Les rebelles du groupe extrémiste L’Etat islamique, qui contrôlent actuellement toute la partie Nord de l’Irak et plusieurs régions en Syrie, ont émis une fatwa (un avis juridique) exigeant d’exciser toutes les femmes âgées de 11 ans à 46 ans, qui vivent dans la région. Près de 4 millions de femmes irakiennes pourraient être concernées.

Contrairement aux croyances populaires, cette procédure n’est ni obligatoire, ni souhaitable par l’Islam. Elle est pratiquée dans certains endroits dans le respect des coutumes locales et n’a rien à avoir avec la religion. Selon l'Organisation mondiale de la Santé (OMS), l'excision risque d’avoir des complications, allant jusqu’à l’infertilité ou le risque accru de décès pendant l’accouchement.
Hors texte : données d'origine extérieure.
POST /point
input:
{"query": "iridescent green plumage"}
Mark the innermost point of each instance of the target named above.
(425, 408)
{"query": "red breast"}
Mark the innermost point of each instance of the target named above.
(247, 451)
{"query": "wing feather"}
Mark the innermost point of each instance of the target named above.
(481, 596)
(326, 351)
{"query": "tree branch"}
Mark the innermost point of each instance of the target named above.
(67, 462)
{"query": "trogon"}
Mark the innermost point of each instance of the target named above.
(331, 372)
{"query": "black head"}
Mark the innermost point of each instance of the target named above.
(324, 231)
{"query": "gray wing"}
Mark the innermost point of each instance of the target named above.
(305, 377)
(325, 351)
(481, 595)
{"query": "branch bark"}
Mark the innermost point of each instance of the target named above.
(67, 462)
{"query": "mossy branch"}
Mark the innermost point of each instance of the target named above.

Cette ablation d’une partie du tissu biologique chez la femme est pratiquée dans une trentaine de pays du monde, dont la Somalie, le Djibouti, la Guinée, l'Érythrée, le Soudan, l'Ethiopie et le Mali. Moins répandue, cette procédure est également pratiquée en Arabie saoudite, aux Emirats Arabes Unis, au Yémen, en Oman et au Bahreïn. En ce qui concerne l'Irak et la Syrie, l’excision n’était pas très courante dans ces pays jusqu’à présent. C’est pourquoi la représentante de l'ONU en Irak Jacqueline Badcock a exprimé sa profonde préoccupation au sujet de la nouvelle fatwa des rebelles. " Pour beaucoup de femmes, cette opération pourrait entraîner la mort ", a-t-elle indiqué.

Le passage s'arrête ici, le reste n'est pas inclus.